I had a similar problem at about 70 K miles - sometimes the engine would start off with no problem, sometimes it would start after pushing the clutch pedal all the way down (as far forward as it would go) and sometimes it just wouldn't start. I would wait a bit and it would start. Replaced the switch and solenoid (the solenoid wasn't very expensive) and haven't had a problem since.

cookie88 07-14-2007 09:20 AM

That's good to know. The relay was the first thing I replaced. Been chasing wires ever since. I picked up the switch yesterday, going to go install it in a few minutes.

arctic y block 07-14-2007 10:12 AM

I just unplugged the switch at the peddle on my 84 so I could start it while holding one foot on the gas and the other on the brake. Maybe It's different then yours.

RangerPilot 07-14-2007 11:40 AM

The newer trucks you have to jumper it to let it start without the switch plugged in. I prefer to be able to start it without the clutch depressed, with the truck in neutral, in any carbed truck on an incline. The parking brake just won't cut it sometimes, and you need your foot on the gas.

cookie88 07-14-2007 12:06 PM

Ok....now I'm getting a little grumpy.

I've tested the ignition switch per page 149-02 of the 97 Ford service manual, the switch passed all checks. I've ohms and volt tested the wiring from the ignition switch to the fuse, from the fuse to the CPP, replaced the CPP, checked the wiring from the CPP to the starter relay, and replaced the starter relay. In other words.....every wire and component in that circuit has checked good or been replaced. I've also removed, cleaned and reinstalled the battery power and ground leads at the block, frame and starter.

I even went so far as to jump the fuse (#24) hoping to smoke whatever component is causing the short, and all it did was smoke my jumper. After that I puled apart the fuse panel itself to see if there was a wire crossed there and the ***** looks brand new.

I am at a complete loss for where to look next.......anybody got anything?

arctic y block 07-14-2007 12:10 PM

What else works off that fuse besides the clutch switch? I would look to that.

cookie88 07-14-2007 12:34 PM

That's part of the problem....I can find nothing else on that fuse. On vehicles equipped with a passive anti-theft system the starter interrupt relay is powered off that fuse, but this truck is isn't a PATS truck.

tjbeggs 07-14-2007 04:07 PM

Scott have you used your ohm meter to test for a short to ground in the wiring? by that I mean hook the ground lead to a good ground and the positive to different parts of your wiring harness. I will try to look at a wiring diagram when i get down to the shop tonight or tomorrow.

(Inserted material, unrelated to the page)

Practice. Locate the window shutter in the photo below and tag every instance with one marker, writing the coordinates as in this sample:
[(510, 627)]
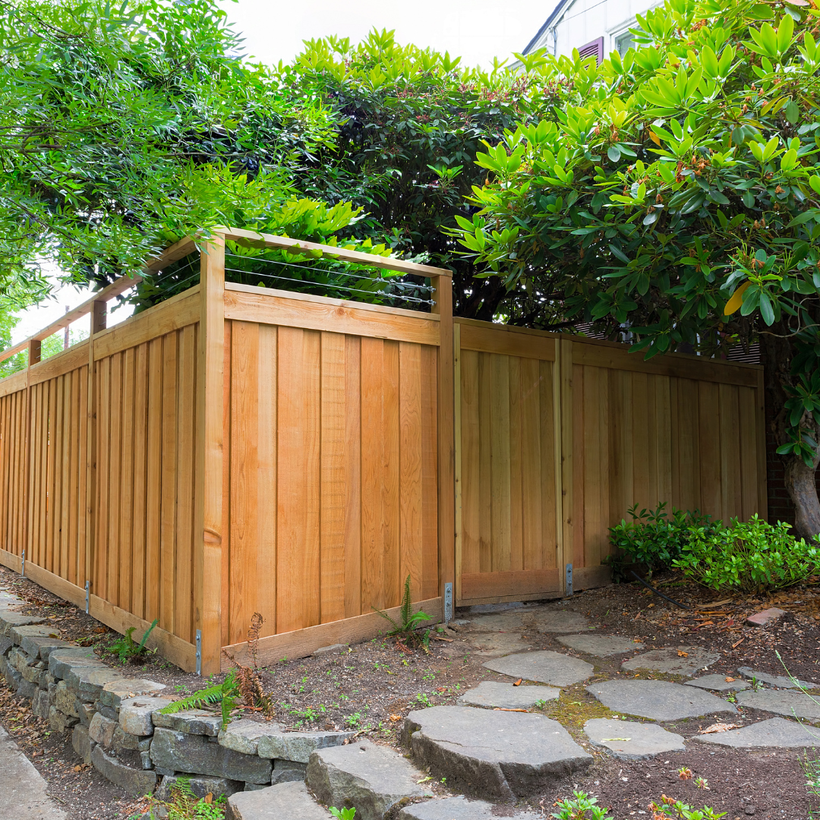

cookie88 07-14-2007 09:41 PM

Yep. I've checked for continuity and ground at the ignition switch, fuse block, clutch switch and start relay.........just scratching my head.

I'm about to the point that I'll just hook up a jumper wire on the relay with a push button and forget about fixing it.

RangerPilot 07-15-2007 12:48 AM

One thing to note, I believe disconnecting or otherwise jumpering the CPP switch may cause issues with the cruise control and clutch usage. Then again, I think most of us are smart enough not to hit the clutch when the cruise is on.

cookie88 07-17-2007 02:04 PM

Well....this story ends on a positive note. The truck is fixed and starting/running fine.

The moral of the story is don't trust technology...or don't forget the old school.

The short of it is.....my DVOM lied to me. Knowing that I had already checked and or replaced every part of the system, I started over old school. Made myself up a jumper wire and started jumping each segment of wire from the ignition to the fuse to the CPP to the relay. The short is in the section of wire between the CPP and the starter relay.....probably at the factory splice through the firewall. Replaced that section of wire and all is well.

Thanks to all who put into this thread. I appreciate it. And to those with manual trannies......beware fuse #24. :)

cddz 07-17-2007 02:10 PM

Awesome glad to hear you figured it out!